Но есть доля и моей вины.
Схематично мой жизненный путь можно представить так: институт,
армия, работа на заводе, журналистика, эстрада и последние тридцать
пять лет – профессиональное занятие литературой. (Тоже, кстати,
юбилей). Как человек честолюбивый, ко всем своим занятиям я относился
серьезно, с азартом. Мне все нравилось. И, кстати, неплохо получалось,
но об этом чуть позже. На литературе я остановился (мое предположение),
подсознательно чувствуя, что этим мне никогда не надоест заниматься.
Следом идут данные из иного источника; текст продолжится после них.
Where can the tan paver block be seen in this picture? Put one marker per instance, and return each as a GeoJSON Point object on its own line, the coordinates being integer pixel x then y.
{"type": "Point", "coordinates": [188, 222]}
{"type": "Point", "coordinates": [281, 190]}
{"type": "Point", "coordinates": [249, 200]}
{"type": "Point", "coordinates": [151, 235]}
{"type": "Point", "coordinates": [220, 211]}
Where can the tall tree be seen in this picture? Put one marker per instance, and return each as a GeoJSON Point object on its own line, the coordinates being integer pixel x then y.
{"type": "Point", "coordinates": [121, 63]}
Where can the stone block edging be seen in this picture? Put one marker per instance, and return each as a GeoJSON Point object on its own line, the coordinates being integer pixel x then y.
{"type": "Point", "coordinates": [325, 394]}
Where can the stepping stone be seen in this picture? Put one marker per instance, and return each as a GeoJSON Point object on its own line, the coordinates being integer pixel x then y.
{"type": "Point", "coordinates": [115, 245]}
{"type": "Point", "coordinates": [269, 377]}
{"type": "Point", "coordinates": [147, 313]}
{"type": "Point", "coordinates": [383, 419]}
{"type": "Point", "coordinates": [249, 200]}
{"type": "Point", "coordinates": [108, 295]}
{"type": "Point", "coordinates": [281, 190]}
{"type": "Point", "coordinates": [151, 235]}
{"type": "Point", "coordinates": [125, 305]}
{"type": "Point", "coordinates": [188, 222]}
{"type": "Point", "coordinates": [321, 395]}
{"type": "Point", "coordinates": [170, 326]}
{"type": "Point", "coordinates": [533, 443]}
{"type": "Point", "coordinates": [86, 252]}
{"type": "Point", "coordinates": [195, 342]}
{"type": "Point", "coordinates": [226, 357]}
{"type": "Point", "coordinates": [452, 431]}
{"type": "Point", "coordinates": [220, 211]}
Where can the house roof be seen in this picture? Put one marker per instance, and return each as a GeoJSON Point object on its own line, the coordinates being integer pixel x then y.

Хотя за тридцать пять лет горьких минут она принесла больше, чем
все остальные мои занятия. Ну, например. Первые двадцать лет не
было ни одной постановки, ни одной публикации, ни одного упоминания
моего имени – нигде! Представьте: вы выбрали какую-то профессию
и двадцать лет, из года в год поступаете в выбранный институт,
сдаете все экзамены, а вам говорят: не прошел по конкурсу. Или
проще: двадцать лет приходите в отдел кадров выбранного производства
с анкетой, чтобы вас просто взяли туда на работу, а вас не берут.
Не берут токаря поработать токарем, инженера – инженером, врача,
рыбака, летчика, дворника и еще можно перебрать 30 тысяч профессий!
Человек выбрал свою, а его туда не пускают. Одна попытка, вторая…сто
двадцать вторая – все без толку. Вам уже тридцать лет… тридцать
пять…– пятьдесят! Так бы человек работал себе и работал, а тут
невольно задумается о своей исключительности.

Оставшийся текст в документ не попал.